De acordo com Streck, Redin e Zitkoski (2019, p.61), “autonomia é um processo de decisão e de humanização que vamos construindo historicamente, a partir de variadas e inúmeras decisões que vamos tomando ao longo de nossa existência”.

O conceito de autonomia é uma das principais palavras da minha tese, profundamente enraizado na obra de Freire (20222b), que dá nome ao referencial teórico principal. Na tese, autonomia é entendida não como um estado dado, mas como um processo contínuo de construção do ser, que se manifesta na capacidade do educando de tomar decisões, assumir responsabilidades e refletir criticamente sobre sua prática e seu mundo. Freire enfatiza que “o respeito à autonomia do ser do educando” é um imperativo ético e que a autonomia se constitui na experiência de inúmeras decisões, estimulando a responsabilidade. Na prática da RE com educandos da EPJAI, isso se traduz em criar ambientes onde os educandos não são meros receptores de conhecimento, mas sujeitos ativos que planejam, constroem e testam, como demonstrado na auto-organização dos grupos na montagem dos protótipos e na tomada de decisões sobre o design das maquetes. 

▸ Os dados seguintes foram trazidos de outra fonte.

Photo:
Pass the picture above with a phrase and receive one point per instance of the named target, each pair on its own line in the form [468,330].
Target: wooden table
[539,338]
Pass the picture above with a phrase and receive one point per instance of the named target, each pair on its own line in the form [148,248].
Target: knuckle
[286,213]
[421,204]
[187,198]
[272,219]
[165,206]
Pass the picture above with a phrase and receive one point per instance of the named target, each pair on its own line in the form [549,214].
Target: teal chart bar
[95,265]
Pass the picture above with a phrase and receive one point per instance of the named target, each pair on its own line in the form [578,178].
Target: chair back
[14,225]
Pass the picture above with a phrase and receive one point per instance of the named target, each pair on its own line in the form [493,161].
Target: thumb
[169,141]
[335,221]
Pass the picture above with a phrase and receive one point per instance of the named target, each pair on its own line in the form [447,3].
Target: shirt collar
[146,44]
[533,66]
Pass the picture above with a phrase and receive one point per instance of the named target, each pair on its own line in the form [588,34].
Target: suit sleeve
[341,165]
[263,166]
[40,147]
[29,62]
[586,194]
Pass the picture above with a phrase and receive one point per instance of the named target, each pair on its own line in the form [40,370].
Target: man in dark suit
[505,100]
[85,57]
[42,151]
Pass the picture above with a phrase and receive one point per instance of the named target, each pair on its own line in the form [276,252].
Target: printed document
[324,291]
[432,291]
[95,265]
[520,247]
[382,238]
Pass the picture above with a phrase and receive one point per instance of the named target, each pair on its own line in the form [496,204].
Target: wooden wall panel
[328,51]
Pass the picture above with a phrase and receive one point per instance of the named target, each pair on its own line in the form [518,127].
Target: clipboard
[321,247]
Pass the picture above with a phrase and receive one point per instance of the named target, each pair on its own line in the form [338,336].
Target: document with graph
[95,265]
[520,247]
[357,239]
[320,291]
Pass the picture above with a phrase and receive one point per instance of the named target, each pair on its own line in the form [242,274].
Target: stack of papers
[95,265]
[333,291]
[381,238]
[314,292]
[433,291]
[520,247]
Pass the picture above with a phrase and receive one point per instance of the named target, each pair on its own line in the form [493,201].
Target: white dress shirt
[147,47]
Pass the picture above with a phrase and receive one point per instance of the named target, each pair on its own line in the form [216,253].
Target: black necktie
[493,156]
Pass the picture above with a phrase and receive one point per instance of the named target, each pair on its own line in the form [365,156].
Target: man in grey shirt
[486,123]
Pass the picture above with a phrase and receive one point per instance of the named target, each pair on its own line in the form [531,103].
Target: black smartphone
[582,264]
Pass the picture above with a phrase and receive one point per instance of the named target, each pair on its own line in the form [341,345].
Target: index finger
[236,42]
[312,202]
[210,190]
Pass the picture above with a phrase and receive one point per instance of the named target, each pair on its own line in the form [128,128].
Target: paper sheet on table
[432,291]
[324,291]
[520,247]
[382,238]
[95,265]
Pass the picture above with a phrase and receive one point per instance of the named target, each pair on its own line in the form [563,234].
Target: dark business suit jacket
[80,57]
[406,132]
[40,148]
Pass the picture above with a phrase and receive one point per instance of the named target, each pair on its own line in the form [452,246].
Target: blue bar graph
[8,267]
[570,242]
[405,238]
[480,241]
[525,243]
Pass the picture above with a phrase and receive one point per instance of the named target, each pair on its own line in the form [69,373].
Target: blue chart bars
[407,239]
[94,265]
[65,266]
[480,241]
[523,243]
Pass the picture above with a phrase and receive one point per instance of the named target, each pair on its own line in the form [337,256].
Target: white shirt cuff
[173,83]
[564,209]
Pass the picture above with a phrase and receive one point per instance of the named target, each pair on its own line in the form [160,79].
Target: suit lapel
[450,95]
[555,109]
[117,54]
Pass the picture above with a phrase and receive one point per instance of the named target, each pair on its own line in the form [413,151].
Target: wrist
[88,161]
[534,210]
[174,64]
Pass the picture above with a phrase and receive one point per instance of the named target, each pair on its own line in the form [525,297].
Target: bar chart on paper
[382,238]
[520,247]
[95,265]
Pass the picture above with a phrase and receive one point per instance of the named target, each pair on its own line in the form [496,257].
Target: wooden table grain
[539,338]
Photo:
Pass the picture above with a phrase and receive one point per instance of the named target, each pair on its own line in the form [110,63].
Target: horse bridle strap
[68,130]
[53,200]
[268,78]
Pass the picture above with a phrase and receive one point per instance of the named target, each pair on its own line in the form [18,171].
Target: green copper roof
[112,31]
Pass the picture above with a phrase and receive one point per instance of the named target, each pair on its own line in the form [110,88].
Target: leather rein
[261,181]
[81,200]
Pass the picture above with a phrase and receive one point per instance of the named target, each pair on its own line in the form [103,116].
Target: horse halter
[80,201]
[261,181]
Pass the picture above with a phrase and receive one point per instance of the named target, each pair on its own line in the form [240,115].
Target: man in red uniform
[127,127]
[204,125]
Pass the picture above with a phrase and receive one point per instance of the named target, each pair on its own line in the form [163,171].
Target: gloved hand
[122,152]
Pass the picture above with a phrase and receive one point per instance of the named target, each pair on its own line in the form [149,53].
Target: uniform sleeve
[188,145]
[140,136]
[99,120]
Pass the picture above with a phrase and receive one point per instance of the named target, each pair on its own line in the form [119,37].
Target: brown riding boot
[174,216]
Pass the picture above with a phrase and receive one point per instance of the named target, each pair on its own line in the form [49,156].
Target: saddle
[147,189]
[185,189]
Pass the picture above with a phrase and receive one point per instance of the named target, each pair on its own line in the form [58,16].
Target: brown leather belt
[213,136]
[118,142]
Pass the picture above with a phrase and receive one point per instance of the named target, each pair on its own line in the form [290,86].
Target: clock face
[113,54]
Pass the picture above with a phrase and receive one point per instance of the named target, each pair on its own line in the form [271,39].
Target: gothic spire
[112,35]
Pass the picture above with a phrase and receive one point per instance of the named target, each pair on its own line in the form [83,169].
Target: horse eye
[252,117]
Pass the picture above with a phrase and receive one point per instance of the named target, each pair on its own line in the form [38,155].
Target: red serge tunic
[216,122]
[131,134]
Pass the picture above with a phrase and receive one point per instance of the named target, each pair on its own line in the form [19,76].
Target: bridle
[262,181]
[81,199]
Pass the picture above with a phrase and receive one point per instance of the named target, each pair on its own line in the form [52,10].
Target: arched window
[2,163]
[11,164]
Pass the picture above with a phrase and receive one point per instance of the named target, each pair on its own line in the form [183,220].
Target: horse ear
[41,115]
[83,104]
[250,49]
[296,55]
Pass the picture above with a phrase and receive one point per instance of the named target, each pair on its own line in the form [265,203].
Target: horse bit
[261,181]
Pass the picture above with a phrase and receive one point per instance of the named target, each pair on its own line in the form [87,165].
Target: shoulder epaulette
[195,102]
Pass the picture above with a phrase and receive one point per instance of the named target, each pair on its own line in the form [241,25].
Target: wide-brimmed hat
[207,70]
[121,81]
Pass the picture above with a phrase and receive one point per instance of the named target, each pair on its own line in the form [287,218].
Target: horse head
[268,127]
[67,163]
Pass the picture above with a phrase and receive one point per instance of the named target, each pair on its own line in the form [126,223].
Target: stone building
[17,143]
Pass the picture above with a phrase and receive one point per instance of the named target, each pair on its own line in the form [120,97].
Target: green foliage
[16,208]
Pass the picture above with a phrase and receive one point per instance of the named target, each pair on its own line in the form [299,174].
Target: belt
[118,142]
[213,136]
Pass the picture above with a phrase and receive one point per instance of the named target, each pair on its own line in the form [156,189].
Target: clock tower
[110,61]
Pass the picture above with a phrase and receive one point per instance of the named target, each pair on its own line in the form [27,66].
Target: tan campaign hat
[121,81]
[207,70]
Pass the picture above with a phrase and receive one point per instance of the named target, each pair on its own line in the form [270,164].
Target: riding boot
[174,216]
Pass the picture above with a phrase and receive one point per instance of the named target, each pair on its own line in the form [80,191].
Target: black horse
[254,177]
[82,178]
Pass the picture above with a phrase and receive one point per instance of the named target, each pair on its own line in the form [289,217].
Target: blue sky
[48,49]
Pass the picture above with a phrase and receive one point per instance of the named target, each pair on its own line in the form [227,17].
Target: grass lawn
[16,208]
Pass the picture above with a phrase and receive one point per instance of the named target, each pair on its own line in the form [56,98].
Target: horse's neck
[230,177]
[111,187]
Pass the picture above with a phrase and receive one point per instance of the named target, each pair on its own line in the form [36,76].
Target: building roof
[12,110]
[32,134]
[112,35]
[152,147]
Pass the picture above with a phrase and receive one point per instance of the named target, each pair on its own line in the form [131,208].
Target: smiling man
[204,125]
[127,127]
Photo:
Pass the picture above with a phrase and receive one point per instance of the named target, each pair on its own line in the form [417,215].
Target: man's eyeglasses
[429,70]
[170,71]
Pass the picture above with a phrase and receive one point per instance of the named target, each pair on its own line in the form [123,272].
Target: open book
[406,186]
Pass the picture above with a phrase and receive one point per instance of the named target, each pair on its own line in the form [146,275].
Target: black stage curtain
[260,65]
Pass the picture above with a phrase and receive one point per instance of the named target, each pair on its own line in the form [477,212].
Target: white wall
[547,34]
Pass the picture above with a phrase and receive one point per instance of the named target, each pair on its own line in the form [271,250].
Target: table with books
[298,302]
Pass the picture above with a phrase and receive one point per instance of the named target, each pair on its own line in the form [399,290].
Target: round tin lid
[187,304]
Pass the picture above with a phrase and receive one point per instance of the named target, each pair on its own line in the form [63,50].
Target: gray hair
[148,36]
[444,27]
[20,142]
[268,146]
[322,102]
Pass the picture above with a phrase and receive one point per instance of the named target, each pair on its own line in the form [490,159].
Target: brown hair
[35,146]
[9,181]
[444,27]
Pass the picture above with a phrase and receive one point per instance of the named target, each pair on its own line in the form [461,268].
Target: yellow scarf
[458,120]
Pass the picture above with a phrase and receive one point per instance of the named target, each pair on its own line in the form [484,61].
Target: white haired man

Aprofundando um pouco mais, a autonomia é um elemento-chave na promoção de ambientes educativos mais inclusivos e humanizados, pois permite que os educandos superem a passividade imposta pela cultura do silêncio. A tese mostra como a RE, ao oferecer liberdade para experimentação e ao valorizar os saberes de experiência feitos, encoraja o protagonismo discente, transformando a percepção dos educandos sobre suas próprias capacidades. Exemplos, como a Educanda F quebrando estereótipos de gênero ao manusear ferramentas ("mexer nas coisas sozinha"), ou a Educanda M superando a dificuldade em cortar com tesoura, evidenciam a alegria e o empoderamento que surgem da construção autônoma. Essa abordagem, que respeita as escolhas dos educandos, mesmo quando divergem de métodos formais, e os incentiva a verbalizar suas compreensões, fortalece a autoestima, o engajamento e a capacidade crítica, formando indivíduos que se veem como agentes capazes de intervir e transformar sua realidade.